Pierre-Louis Panet (August 1, 1761 - December 2, 1812) was a Canadian lawyer, notary, seigneur, judge and political figure in Lower Canada.

He was born in Montreal in 1761, the son of Pierre Panet, a lawyer. Panet qualified to practice as a lawyer in 1779 and as a notary in 1780. He practiced as a notary at Montreal from 1781 to 1783 and at Quebec City from 1783 to 1785. In 1781, he purchased the seigneury of Argenteuil. In 1783, he was named French language clerk for the Court of Common Pleas in Quebec district. In 1785, he was appointed clerk in the Prerogative Court. Panet was elected to the Legislative Assembly of Lower Canada for Cornwallis in 1792 and was elected in Montreal East in 1800. In 1794, he was named clerk for the Court of King's Bench in Quebec District. He was named judge in the same court for Montreal district in 1795. He sold his property at Argenteuil in 1800 and bought the seigneuries of Ailleboust and Ramezay. In 1801, Panet became an honorary member of the Executive Council serving as judge and executive councillor until his death.

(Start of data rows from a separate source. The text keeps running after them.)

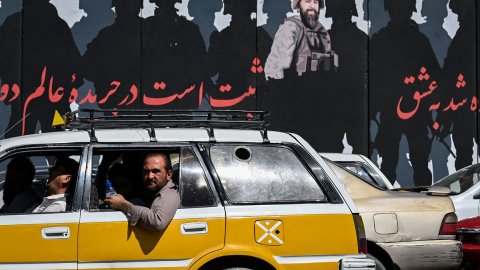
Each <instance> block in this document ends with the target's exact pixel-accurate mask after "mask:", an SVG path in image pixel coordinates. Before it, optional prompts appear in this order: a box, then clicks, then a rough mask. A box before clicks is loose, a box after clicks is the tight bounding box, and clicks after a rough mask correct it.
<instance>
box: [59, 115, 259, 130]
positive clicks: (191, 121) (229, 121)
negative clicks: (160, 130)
mask: <svg viewBox="0 0 480 270" xmlns="http://www.w3.org/2000/svg"><path fill="white" fill-rule="evenodd" d="M105 112H116V113H117V115H106V116H105V115H102V113H105ZM81 113H88V115H89V116H88V117H84V116H81V115H80V114H81ZM267 115H268V112H264V111H240V110H236V111H235V110H219V111H216V110H212V111H200V110H183V111H180V110H170V111H168V110H91V109H82V110H78V111H74V112H72V113H69V114H67V116H68V122H67V128H69V129H85V130H86V129H90V130H91V131H92V132H94V130H93V129H94V128H104V129H108V128H119V127H139V128H145V127H147V128H152V127H177V128H181V127H205V128H209V129H210V131H213V128H245V129H257V130H264V129H265V127H266V126H268V121H265V116H267ZM211 133H213V132H211ZM153 135H154V133H152V136H153ZM211 137H212V136H211Z"/></svg>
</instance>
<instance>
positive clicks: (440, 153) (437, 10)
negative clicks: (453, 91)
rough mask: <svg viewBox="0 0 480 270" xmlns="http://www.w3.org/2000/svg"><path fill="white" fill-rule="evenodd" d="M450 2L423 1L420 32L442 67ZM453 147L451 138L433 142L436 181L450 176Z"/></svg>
mask: <svg viewBox="0 0 480 270" xmlns="http://www.w3.org/2000/svg"><path fill="white" fill-rule="evenodd" d="M448 2H449V1H448V0H423V3H422V12H421V14H422V16H424V17H425V19H426V22H425V23H423V24H420V25H419V26H420V32H422V33H424V34H425V35H426V36H427V37H428V39H429V40H430V44H432V48H433V51H434V52H435V55H436V56H437V60H438V63H439V64H440V66H441V67H443V62H444V60H445V57H446V56H447V51H448V47H449V46H450V43H451V42H452V38H450V36H449V35H448V32H447V31H446V30H445V29H444V28H443V23H444V20H445V18H446V17H447V15H448V10H447V5H448ZM437 94H438V93H437ZM451 145H452V143H451V139H450V137H445V138H442V141H440V140H437V139H435V140H434V141H433V144H432V152H431V153H430V159H431V160H432V164H433V178H434V181H437V180H440V179H441V178H442V177H444V176H446V175H448V174H449V173H448V166H447V162H448V156H449V155H450V152H449V151H448V149H447V147H448V148H451Z"/></svg>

He died of a stroke at Montreal in 1812 was entombed at the Notre Dame des Neiges Cemetery in Montreal.

In 1781, he married Marie-Anne, the daughter of Jean-Gabriel Cerré. His brother Bonaventure also served in the legislative assembly. His cousin, Jean-Antoine Panet, served as speaker of the assembly. His daughter Charlotte-Mélanie Panet (1794–1872) and her husband, Marc-Antoine-Louis Lévesque (1782–1833), were instrumental in the formation of Sainte-Mélanie, a town within the Ailleboust Seignory.

His daughter married Upper and Lower Canada politician William Bent Berczy.